Regional Title Insurers Are Quietly Exiting Commercial Construction Markets

A Quiet Exit With Loud Consequences
Commercial construction projects depend on title insurance the way a building depends on its foundation – without it, financing collapses and deals die on the table. For decades, regional title insurers filled the gaps where national carriers found projects too small, too complicated, or too geographically specific to bother with. That coverage network is now thinning in ways that are not showing up in headlines but are absolutely showing up in closing delays, dead transactions, and developer frustration.
Across multiple U.S. markets, smaller and mid-sized title insurance firms are declining to renew commercial construction commitments, narrowing their appetite for new project underwriting, or exiting the segment entirely. The pullback is not uniform and it is not loud, but real estate attorneys, title agents, and developers are noticing the gaps. A project that cleared title commitment in three weeks two years ago may now take eight, or may not clear at all.

Why Regional Carriers Carried the Load
National title insurers – the handful of major underwriters that dominate the market – have long concentrated their commercial construction focus on large-scale, high-value projects in primary markets. Regional players handled the messy middle: mixed-use developments in secondary cities, industrial builds on previously used land, multifamily construction in markets with complicated zoning histories. These projects carry irregular risk profiles that require local knowledge and hands-on underwriting rather than standardized models.
That localized expertise was a competitive advantage for regional carriers. They understood the municipality, knew the common title defects in a given county, and could price risk in ways national carriers could not without significant due diligence investment. The model worked when construction activity was steady and claims remained predictable. Both of those conditions have deteriorated over the past two years.
Construction defect litigation has intensified in several states, creating downstream title exposure that regional carriers were not adequately reserved to absorb. Material cost volatility extended project timelines, increasing the window during which a title commitment remains open and exposed. And rising interest rates cooled construction starts just enough to shrink premium revenue while claims costs held steady. For smaller carriers operating on tighter margins, that math stopped working.
Where the Exits Are Happening
The pullback is most visible in markets where construction activity surged between 2020 and 2022 and where land records are complex. Sunbelt metros with rapid development – areas that absorbed large volumes of regional carrier capacity during the boom – are now seeing some of those same carriers decline new commitments entirely. Mountain West markets with a mix of federal land adjacency issues and aggressive construction timelines are similarly affected. In both cases, the regional carrier that once stepped in as a fallback option is no longer available as one.
Secondary Midwest and Mid-Atlantic markets are less immediately impacted, but the pattern is appearing there too, particularly for ground-up construction on brownfield or remediated land. Title insurers who once wrote those commitments without hesitation are now requesting indemnity agreements, environmental buffers, or simply passing on the file. The developer then has to find coverage elsewhere, often at a higher premium and from a carrier with less familiarity with the specific market.

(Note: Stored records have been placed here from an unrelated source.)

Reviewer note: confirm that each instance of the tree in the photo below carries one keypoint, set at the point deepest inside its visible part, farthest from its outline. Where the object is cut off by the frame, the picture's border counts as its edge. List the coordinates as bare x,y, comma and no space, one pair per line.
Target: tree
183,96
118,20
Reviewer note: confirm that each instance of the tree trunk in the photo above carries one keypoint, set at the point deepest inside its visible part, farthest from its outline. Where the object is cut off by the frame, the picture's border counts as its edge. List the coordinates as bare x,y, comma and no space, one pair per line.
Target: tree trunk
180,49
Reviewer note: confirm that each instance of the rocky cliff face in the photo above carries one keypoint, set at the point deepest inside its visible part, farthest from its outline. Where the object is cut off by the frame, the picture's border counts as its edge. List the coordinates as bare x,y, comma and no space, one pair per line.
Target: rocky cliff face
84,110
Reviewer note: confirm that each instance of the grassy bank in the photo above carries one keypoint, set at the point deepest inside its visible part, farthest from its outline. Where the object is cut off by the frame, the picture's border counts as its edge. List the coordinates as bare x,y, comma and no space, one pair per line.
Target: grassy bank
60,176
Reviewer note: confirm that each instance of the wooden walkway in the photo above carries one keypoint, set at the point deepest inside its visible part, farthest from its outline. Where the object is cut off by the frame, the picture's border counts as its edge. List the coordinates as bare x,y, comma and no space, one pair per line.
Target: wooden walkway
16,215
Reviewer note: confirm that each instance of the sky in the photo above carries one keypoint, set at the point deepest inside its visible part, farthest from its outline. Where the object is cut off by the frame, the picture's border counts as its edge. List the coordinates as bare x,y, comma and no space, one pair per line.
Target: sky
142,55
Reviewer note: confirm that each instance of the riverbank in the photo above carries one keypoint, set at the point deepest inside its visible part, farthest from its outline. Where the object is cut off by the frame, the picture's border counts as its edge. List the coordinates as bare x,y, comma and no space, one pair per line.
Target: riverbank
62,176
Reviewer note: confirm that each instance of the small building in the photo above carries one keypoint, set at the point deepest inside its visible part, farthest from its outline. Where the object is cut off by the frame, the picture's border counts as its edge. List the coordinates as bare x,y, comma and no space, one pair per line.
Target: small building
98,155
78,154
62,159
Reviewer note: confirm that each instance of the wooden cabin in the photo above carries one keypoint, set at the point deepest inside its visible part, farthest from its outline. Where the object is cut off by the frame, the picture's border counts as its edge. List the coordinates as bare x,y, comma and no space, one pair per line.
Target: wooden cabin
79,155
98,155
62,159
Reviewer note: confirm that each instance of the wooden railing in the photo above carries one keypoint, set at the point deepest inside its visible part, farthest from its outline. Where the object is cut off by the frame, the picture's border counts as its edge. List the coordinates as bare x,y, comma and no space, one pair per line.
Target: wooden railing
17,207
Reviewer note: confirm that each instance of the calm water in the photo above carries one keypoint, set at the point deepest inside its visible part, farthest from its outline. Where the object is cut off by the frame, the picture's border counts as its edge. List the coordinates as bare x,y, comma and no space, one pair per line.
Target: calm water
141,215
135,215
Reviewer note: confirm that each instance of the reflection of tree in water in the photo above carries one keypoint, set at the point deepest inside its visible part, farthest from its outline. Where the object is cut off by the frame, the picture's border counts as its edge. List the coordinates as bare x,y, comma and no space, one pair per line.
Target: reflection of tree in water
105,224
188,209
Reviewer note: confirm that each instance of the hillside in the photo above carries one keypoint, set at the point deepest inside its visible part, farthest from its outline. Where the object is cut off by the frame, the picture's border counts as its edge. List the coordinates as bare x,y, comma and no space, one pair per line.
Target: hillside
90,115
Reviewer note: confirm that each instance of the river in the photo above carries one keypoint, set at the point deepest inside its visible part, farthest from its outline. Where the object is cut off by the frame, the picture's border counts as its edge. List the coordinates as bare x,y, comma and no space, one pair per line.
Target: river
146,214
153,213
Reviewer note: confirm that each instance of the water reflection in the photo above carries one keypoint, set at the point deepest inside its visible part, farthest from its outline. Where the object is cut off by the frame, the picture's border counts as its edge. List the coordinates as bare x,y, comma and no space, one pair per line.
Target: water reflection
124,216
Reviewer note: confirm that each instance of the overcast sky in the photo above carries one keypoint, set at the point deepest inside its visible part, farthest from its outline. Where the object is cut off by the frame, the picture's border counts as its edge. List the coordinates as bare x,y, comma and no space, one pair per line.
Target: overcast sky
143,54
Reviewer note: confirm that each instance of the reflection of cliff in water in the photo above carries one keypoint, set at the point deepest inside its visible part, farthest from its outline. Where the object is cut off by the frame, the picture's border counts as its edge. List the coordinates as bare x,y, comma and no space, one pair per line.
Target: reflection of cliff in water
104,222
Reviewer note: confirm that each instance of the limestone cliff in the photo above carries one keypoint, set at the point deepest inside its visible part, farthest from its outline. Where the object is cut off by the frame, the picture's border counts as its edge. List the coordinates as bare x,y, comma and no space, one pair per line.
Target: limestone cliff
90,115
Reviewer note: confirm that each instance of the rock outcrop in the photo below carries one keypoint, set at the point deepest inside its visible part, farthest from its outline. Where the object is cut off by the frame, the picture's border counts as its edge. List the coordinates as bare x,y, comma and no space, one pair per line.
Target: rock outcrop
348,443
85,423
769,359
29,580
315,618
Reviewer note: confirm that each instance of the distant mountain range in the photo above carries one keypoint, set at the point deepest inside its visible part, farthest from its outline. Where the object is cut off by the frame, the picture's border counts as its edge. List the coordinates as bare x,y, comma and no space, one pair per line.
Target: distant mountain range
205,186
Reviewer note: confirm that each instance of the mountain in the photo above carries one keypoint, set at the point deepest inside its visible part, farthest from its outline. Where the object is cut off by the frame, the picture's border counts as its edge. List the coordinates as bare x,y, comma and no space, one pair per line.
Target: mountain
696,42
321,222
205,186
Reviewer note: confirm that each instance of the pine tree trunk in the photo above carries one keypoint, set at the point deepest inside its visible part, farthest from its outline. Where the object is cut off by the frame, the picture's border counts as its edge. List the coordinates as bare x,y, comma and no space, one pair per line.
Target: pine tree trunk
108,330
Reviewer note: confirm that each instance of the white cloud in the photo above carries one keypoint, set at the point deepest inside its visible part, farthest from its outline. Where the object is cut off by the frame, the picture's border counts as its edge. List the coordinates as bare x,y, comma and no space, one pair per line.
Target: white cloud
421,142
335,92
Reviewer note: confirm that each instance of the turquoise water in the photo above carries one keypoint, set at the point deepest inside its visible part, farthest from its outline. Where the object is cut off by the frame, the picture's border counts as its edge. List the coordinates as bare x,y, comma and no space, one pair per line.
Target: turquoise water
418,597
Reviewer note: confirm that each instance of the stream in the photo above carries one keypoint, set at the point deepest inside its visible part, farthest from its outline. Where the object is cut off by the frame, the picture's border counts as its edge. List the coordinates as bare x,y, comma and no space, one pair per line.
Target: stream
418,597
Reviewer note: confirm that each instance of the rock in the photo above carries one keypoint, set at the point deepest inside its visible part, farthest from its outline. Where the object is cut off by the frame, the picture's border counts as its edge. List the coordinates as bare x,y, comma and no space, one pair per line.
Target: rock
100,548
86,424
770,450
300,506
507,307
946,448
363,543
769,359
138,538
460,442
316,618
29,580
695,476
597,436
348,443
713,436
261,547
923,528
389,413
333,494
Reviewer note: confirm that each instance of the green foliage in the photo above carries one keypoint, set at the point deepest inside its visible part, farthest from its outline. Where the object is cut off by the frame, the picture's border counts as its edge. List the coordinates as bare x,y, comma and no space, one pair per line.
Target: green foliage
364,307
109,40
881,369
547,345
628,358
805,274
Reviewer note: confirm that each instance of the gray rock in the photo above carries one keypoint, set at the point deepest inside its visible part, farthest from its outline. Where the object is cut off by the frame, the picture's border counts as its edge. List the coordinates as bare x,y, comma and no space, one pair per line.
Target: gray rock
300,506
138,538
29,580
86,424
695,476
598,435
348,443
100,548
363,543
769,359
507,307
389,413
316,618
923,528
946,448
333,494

The Ripple Effects on Deals and Financing
Construction lending is underwriting-driven, and lenders require title insurance as a condition of closing. When a regional carrier exits a market and no comparable alternative steps in, the lender’s options narrow. National carriers may quote the project but at a premium level that changes the deal economics, or they may decline certain risk categories entirely – particularly for projects with active mechanics lien exposure, disputed easements, or incomplete subdivision platting. In those scenarios, the developer may find that the project is simply uninsurable at a cost that makes the deal viable.
The delay problem is equally damaging, even on projects that eventually get coverage. A construction loan commitment carries an expiration date. If a developer cannot close within that window because title commitment is unavailable or under review, they may have to reapply at current market rates – which, in a high-rate environment, can meaningfully change the cost structure of the entire project. Regional carrier exits are turning what was once a routine closing step into a scheduling vulnerability that can break deals weeks or months into the process.
For smaller developers without established relationships with national underwriters or their agents, the practical ceiling on what they can build is dropping. A regional developer who previously financed four to six construction projects per year by working with familiar local title agents may now find two or three of those projects facing coverage issues. That compression in deal flow has real consequences for housing supply, commercial inventory, and municipal tax revenue in markets that were counting on continued construction activity.
Title agents – the intermediaries who place coverage and manage the closing process – are absorbing the disruption in real time. When the regional carrier they relied on for commercial construction exits, they are left managing client expectations while scrambling to place coverage elsewhere. Some are shifting toward surplus lines markets for complex commercial construction files, which introduces additional cost and documentation requirements. Others are simply losing the business to agents with existing national carrier relationships, which is quietly consolidating commercial title work in fewer hands.

The underwriting appetite that regional carriers provided was not just about coverage – it was about access. The firms exiting commercial construction markets right now are not doing so with announcements or press releases. They are doing it through individual file decisions, narrowed submission guidelines, and quietly updated underwriting bulletins that their agents read while developers remain unaware. By the time a project sponsor discovers that their usual title path is closed, the construction loan timeline is already in motion.